I’ve never been to a festival with a young child before and, in this respect, there’s nowhere else I can compare it to. But I can’t imagine that any festival could be as family friendly as this one. Throughout we felt safe, secure, welcome and at ease.

The Ladybird Tent was awesome, full of helping hands, happy kids and loads of activities. Here, we heard stories about Irish giants, made dreamcatchers and masks, drew pictures and relaxed. Then, in the Forest Area, we listened to an hour’s worth of stories, without a sigh of boredom, whilst enjoying leek and root vegetable soup and stone-baked bread.

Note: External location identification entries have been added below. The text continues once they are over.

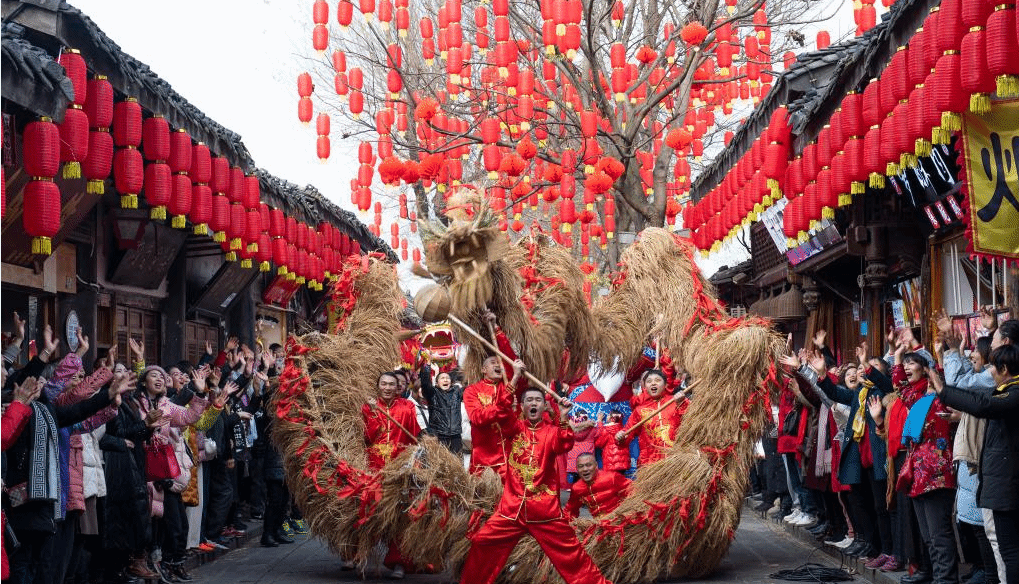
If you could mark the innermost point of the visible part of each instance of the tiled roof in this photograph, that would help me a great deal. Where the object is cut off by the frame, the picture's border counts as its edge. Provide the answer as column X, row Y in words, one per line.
column 813, row 87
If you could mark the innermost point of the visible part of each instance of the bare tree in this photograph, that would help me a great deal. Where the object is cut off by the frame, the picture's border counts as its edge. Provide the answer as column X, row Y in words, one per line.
column 645, row 84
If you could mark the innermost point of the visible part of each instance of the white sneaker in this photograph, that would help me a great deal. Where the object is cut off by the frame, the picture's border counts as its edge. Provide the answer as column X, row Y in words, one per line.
column 805, row 520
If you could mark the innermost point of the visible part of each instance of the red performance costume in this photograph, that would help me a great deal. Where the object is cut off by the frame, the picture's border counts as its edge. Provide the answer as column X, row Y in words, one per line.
column 384, row 438
column 600, row 496
column 658, row 433
column 530, row 505
column 489, row 408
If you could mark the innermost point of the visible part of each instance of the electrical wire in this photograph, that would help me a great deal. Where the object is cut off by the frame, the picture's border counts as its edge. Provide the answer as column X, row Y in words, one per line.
column 812, row 573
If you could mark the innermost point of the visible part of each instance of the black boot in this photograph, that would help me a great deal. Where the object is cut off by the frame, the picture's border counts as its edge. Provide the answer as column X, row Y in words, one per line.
column 281, row 537
column 177, row 568
column 918, row 577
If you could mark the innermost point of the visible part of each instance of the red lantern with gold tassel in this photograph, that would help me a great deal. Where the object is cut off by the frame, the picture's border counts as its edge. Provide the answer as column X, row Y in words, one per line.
column 73, row 141
column 220, row 184
column 179, row 163
column 975, row 80
column 157, row 189
column 74, row 127
column 127, row 167
column 99, row 108
column 201, row 174
column 156, row 147
column 872, row 157
column 219, row 222
column 41, row 216
column 947, row 96
column 1003, row 46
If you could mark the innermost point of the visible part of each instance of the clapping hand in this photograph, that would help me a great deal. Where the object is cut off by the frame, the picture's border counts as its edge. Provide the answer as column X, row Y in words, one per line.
column 875, row 408
column 987, row 319
column 154, row 418
column 819, row 338
column 137, row 348
column 122, row 382
column 83, row 342
column 790, row 361
column 18, row 328
column 28, row 390
column 50, row 342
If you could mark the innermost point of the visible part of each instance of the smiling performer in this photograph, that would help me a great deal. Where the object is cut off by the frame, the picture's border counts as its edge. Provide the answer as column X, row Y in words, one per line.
column 657, row 433
column 390, row 423
column 489, row 407
column 530, row 502
column 600, row 492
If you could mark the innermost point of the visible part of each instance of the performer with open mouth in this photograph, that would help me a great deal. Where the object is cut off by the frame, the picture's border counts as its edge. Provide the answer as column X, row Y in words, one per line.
column 530, row 501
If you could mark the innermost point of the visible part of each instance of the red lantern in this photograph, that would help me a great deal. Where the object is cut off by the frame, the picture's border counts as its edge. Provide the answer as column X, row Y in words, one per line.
column 201, row 211
column 156, row 139
column 128, row 174
column 158, row 189
column 99, row 108
column 180, row 200
column 127, row 123
column 220, row 219
column 73, row 140
column 41, row 216
column 1003, row 44
column 76, row 71
column 100, row 161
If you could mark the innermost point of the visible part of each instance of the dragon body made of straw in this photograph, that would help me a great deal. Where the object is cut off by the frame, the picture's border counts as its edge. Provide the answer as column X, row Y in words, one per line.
column 683, row 511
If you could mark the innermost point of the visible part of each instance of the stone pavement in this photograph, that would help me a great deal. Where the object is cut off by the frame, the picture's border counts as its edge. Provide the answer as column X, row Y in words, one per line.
column 761, row 547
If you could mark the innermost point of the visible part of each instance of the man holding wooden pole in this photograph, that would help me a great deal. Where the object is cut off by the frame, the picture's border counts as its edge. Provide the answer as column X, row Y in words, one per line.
column 655, row 420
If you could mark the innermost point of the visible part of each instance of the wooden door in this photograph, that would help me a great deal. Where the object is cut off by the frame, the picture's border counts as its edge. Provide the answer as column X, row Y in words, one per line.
column 140, row 324
column 196, row 335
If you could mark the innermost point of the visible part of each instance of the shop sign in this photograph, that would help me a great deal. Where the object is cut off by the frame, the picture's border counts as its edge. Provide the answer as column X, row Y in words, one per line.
column 990, row 149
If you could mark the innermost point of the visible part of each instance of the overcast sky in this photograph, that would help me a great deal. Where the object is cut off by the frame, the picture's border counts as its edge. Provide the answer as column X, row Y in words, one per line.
column 237, row 61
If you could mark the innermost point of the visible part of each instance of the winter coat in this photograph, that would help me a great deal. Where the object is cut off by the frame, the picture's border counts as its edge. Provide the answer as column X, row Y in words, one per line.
column 75, row 464
column 999, row 489
column 125, row 518
column 93, row 475
column 613, row 457
column 443, row 406
column 850, row 464
column 39, row 515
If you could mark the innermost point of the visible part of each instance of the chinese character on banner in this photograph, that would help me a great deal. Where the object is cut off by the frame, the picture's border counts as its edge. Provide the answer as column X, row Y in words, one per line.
column 991, row 155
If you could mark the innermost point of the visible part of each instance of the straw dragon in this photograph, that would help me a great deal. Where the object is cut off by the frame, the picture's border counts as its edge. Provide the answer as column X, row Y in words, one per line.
column 683, row 512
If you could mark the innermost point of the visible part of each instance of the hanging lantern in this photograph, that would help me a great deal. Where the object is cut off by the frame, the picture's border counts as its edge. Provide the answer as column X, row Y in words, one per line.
column 73, row 141
column 179, row 162
column 41, row 216
column 158, row 189
column 1003, row 45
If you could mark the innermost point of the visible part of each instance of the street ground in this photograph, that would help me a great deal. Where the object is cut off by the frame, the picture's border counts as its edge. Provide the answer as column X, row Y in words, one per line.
column 761, row 547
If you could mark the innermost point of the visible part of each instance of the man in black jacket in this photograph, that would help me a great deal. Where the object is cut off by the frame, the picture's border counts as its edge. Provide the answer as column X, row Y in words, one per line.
column 999, row 469
column 444, row 401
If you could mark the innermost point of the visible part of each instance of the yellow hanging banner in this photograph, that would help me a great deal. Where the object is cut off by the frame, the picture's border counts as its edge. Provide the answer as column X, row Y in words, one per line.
column 990, row 144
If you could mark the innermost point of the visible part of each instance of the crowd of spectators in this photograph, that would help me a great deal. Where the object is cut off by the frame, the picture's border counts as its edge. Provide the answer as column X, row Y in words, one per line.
column 906, row 460
column 116, row 471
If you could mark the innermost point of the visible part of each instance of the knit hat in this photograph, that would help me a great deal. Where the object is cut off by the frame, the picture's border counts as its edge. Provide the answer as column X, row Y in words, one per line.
column 147, row 370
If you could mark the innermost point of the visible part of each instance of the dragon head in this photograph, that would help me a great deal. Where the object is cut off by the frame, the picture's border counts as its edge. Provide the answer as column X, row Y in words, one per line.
column 438, row 343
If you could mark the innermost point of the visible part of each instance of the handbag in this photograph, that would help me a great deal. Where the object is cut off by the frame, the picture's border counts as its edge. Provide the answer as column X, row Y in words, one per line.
column 160, row 462
column 904, row 482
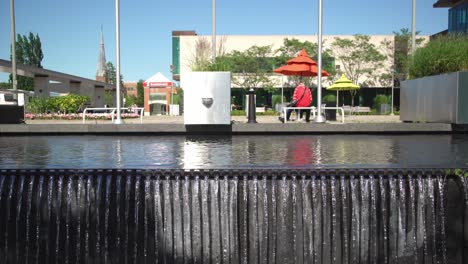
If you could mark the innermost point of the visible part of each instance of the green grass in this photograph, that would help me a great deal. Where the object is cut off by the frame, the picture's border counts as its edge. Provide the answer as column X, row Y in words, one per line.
column 442, row 55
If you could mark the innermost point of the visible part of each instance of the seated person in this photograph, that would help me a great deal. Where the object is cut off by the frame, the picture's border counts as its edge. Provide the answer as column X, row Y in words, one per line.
column 303, row 97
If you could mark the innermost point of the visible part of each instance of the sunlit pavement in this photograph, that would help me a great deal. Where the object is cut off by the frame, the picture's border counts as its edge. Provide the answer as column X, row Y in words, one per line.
column 236, row 119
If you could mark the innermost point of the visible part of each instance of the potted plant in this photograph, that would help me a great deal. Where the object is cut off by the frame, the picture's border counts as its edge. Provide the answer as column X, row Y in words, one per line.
column 438, row 82
column 330, row 101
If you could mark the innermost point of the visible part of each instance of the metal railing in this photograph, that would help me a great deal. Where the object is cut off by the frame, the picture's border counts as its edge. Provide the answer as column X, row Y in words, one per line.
column 112, row 112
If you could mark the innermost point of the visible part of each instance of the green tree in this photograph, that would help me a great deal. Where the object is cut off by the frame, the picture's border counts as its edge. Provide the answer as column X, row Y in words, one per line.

Bug catching in the rolling green field that was overlooked by Sunset Boulevard was a highlight, kids everywhere, exploring, running, learning. We caught aphids, parasitic wasps and beetles with a big, white net. In the Tin Village, we sat with a family of travellers and made books and did a little sewing. In the main arena, we sat on the ‘Practise Random Kindness and Senseless Acts of Beauty’ bus, where she played very happily in the ball pit upstairs and a very nice woman brought me a free coffee first thing on a Saturday morning.

We rolled on birthing balls in the Green Dome Tent, courtesy of the Holistic Birthing team. We listened to some kind of chanting therapy, Celeste with her mouth wide open again, taking it all in. She was still singing the ‘Red River Roll’ chant ten hours later. On Sunday morning, she played the drum in Floating Lotus Free Jam Tent, as kids on stage performed parts of Smoke on the Water and Cocaine {without lyrics} in a music workshop, over and again.

Musically, we enjoyed funk, reggae and folk in the excellent Chai Wallahs’ Tent – thank you Leigh Coleman, Mankala, Phillip Henry and Hannah Martin. At the Spit and Sawdust we danced to the Ten O’Clock Horses as the sun went down and, at Floating Lotus, we had great fun with the Red Hot Frilly Knickers burlesque dancers, followed by a spot of English folk. We stared into a fire and gave ourselves ice-cream mouths.

As Celeste tried to get to sleep in her pink and yellow blanketed wheelbarrow, we listening to a poet rant on about lucid dreaming at Rag Tongue, their generator powered by bicycles. I wonder what she imagined that night?

Sunrise Celebration Festival is a true treat, with plenty of places to sit inside and out, hardly any queues and many happy faces. Please, allow me to say a word about the compost toilets, which were, undoubtedly,the best I have ever seen at any festival – clean and well stocked. My daughter was conscientious about pouring wood chippings down the hole everytime she had even a wee.

Oh and I managed most of the challenges – not to get drunk, to chill and go with the flow and to sit in the tortoise and eat grapes with bunny ears on. I didn’t make a penpal but I did have plenty of chats with some very friendly people.

Congratulations, Sunrise, all round. Even when it rained on the Sunday, we loved it and there was plenty to do. And for the first time in my life, I returned home feeling refreshed and ready to face real life.

See you when the sun comes up next year.